Police fired tear gas to disperse "yellow vest" demonstrators who converged on central Paris Saturday for the fifth straight weekend to protest the high cost of living and their belief President Emmanuel Macron is out of touch with working people.
Scuffles erupted between protesters and police, who fired tear gas on demonstrators as they scurried down side streets of Paris' famed Champs-Elysees boulevard.
Sixty people had been arrested in the capital by late Saturday morning, fewer than the 500 that had been detained at the same time last weekend, the local government said.

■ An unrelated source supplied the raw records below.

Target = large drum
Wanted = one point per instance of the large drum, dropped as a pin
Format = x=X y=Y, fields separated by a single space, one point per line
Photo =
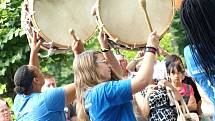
x=126 y=23
x=53 y=18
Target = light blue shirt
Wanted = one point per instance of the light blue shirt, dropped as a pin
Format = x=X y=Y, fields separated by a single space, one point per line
x=46 y=106
x=110 y=101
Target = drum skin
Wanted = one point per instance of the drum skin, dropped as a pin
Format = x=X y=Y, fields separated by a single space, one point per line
x=125 y=22
x=54 y=18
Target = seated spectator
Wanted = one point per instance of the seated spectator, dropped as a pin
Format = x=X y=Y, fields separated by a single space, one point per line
x=5 y=114
x=187 y=80
x=49 y=82
x=176 y=74
x=155 y=104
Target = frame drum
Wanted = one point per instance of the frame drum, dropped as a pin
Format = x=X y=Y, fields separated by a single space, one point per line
x=125 y=21
x=53 y=18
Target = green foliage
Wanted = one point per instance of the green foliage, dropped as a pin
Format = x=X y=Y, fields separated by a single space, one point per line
x=179 y=35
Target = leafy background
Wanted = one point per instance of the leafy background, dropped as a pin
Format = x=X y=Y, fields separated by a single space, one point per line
x=14 y=49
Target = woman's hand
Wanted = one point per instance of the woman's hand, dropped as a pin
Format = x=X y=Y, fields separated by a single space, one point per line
x=77 y=45
x=153 y=40
x=103 y=40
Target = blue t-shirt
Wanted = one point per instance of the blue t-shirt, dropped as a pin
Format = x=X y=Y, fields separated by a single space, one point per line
x=110 y=101
x=46 y=106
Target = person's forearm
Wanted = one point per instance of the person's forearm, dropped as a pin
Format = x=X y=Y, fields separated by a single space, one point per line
x=144 y=75
x=132 y=65
x=116 y=68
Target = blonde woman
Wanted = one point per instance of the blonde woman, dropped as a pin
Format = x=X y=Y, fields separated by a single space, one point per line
x=99 y=98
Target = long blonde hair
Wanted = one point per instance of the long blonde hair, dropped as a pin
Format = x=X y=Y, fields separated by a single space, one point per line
x=85 y=78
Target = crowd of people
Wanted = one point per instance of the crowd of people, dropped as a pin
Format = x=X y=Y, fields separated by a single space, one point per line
x=106 y=87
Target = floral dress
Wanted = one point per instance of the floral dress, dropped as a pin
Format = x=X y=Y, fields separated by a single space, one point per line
x=160 y=109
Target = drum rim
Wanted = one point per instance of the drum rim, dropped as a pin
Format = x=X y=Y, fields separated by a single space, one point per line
x=132 y=46
x=47 y=39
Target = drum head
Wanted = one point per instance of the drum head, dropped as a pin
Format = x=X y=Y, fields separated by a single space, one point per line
x=125 y=22
x=54 y=18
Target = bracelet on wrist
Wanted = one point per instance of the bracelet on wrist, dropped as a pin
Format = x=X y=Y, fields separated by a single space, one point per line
x=105 y=49
x=151 y=49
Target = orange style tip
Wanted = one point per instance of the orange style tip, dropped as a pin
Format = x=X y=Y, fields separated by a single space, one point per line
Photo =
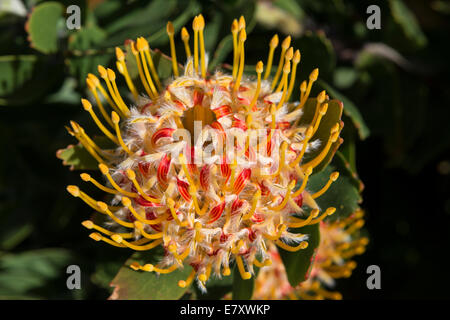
x=115 y=117
x=308 y=171
x=321 y=96
x=126 y=201
x=292 y=184
x=184 y=34
x=169 y=28
x=314 y=75
x=324 y=108
x=131 y=174
x=88 y=224
x=102 y=206
x=198 y=225
x=289 y=54
x=274 y=41
x=85 y=177
x=241 y=23
x=234 y=26
x=287 y=67
x=335 y=128
x=331 y=210
x=102 y=71
x=286 y=43
x=96 y=236
x=195 y=24
x=119 y=54
x=111 y=75
x=90 y=83
x=303 y=86
x=119 y=67
x=103 y=168
x=73 y=190
x=86 y=104
x=170 y=202
x=297 y=56
x=201 y=21
x=242 y=35
x=309 y=132
x=315 y=213
x=148 y=267
x=135 y=266
x=334 y=176
x=259 y=67
x=117 y=238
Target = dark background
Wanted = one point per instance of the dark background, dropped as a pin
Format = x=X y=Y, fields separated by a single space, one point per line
x=400 y=88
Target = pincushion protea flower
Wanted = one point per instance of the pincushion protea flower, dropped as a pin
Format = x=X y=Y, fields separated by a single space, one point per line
x=209 y=166
x=340 y=242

Some 8,000 police and 14 armored vehicles were deployed to prevent a repeat of previous protests that turned violent, with protesters looting stores and setting up burning barricades in the streets.
The protests, triggered by fuel tax hikes, have morphed into a movement about France's high living costs, and has ballooned into the biggest crisis of Macron's presidency.
The weeks of protests have exposed intense resentment among non-city residents who feel that Macron, a former investment banker, is out of touch with struggling middle-class and blue-collar workers.
Macron has since abandoned the fuel tax hikes and hopes a package of tax and minimum wage measures will help ease tensions in the country after a month of violent clashes.
Protesters, however, have made new demands to address other economic issues hurting workers, retirees and students.
Government officials are concerned that repeated outbreaks of violence would weaken the economy and raise doubts about the government's survival.
Officials are also concerned about far-right, anarchist and anti-capitalist groups like Black Bloc that have mimicked the "yellow vest" movement.
The "yellow vest" movement was named after the safety jackets French motorists are required to keep in their vehicles, which the protesters wear at demonstrations.